A young nurse infected during a recent outbreak of the brain-damaging Nipah virus has died in India after spending weeks in a coma, health officials confirmed — underscoring the severity of the disease even as experts stress the broader public risk remains limited.
The 25-year-old healthcare worker contracted the virus in late December after exposure linked to contaminated date palm sap — a known transmission route. Although she later tested negative, officials say she suffered cascading complications, including a lung infection and cardiac arrest, leading to her death. A colleague who was also infected recovered and was discharged last month.
The fatality marks the second reported death connected to the current outbreak in West Bengal. Separately, the World Health Organization confirmed that a woman in Rajshahi, Bangladesh, also died after infection. Encouragingly, none of her close contacts tested positive.
The virus — known medically as Nipah virus — is carried naturally by fruit bats and can spread through contaminated food or close human contact. It is notorious for causing inflammation of the brain, severe respiratory illness, and high fatality rates.

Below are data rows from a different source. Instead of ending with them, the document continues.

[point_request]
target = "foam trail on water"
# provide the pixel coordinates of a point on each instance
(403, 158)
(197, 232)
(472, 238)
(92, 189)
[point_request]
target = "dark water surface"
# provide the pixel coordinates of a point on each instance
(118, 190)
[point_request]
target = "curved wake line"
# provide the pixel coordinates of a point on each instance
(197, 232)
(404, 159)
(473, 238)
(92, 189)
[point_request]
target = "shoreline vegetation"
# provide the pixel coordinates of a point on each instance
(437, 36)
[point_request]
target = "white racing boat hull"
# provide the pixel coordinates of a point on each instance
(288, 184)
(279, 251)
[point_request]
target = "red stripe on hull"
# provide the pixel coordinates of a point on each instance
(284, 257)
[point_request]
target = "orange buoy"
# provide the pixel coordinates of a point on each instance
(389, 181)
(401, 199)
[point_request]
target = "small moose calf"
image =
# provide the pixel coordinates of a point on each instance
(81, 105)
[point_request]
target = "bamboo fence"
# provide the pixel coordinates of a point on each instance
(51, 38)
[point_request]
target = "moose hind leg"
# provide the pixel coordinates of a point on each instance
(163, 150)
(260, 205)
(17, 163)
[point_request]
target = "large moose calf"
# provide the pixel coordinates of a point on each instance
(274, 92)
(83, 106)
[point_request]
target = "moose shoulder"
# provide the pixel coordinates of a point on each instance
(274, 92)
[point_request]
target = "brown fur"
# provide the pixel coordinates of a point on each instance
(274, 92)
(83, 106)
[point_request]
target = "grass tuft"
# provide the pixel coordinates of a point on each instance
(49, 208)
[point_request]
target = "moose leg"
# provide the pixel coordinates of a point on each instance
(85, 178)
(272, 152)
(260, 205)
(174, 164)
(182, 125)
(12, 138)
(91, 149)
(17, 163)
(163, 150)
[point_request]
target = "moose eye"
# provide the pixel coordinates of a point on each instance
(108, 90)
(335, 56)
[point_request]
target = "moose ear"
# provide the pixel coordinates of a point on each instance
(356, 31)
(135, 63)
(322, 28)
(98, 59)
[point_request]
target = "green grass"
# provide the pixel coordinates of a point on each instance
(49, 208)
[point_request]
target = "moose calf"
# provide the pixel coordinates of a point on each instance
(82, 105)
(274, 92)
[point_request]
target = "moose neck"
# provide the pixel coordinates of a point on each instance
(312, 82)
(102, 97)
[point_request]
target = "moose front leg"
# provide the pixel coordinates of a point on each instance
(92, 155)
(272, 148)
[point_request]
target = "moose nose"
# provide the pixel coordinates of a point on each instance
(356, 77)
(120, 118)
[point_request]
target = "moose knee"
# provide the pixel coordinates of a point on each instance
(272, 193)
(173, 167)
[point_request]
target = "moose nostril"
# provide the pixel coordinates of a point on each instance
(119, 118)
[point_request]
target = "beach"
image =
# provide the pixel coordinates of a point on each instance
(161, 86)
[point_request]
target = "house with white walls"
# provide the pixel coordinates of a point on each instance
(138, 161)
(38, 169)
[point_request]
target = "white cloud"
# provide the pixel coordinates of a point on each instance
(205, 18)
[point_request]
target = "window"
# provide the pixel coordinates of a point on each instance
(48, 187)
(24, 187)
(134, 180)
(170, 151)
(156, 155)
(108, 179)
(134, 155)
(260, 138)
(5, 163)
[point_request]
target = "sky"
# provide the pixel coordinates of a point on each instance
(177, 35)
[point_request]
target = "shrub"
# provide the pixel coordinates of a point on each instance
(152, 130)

Yet experts emphasize that its transmission pattern has historically remained localized.
Dr. Efstathios Giotis of the University of Essex noted that Nipah outbreaks have consistently been geographically contained.
“At present, the Nipah virus does not pose a risk to the UK. It does not spread easily between humans, which makes a global pandemic unlikely,” he said, stressing the importance of surveillance and rapid containment.
Historically, confirmed cases have been limited to Bangladesh, India, Malaysia, the Philippines, and Singapore. In response to the current outbreak, several countries — including Thailand, Nepal, Taiwan, and Pakistan — have stepped up airport health screening.
The UK Health Security Agency advises travelers heading to affected areas to avoid contact with fruit bats, thoroughly wash fruit, and refrain from drinking raw or partially fermented date palm sap — a frequent infection source.
Public health authorities continue to monitor the situation closely. For now, specialists agree that while Nipah is a dangerous virus, its limited human-to-human spread keeps the global threat level low — provided containment measures remain strong.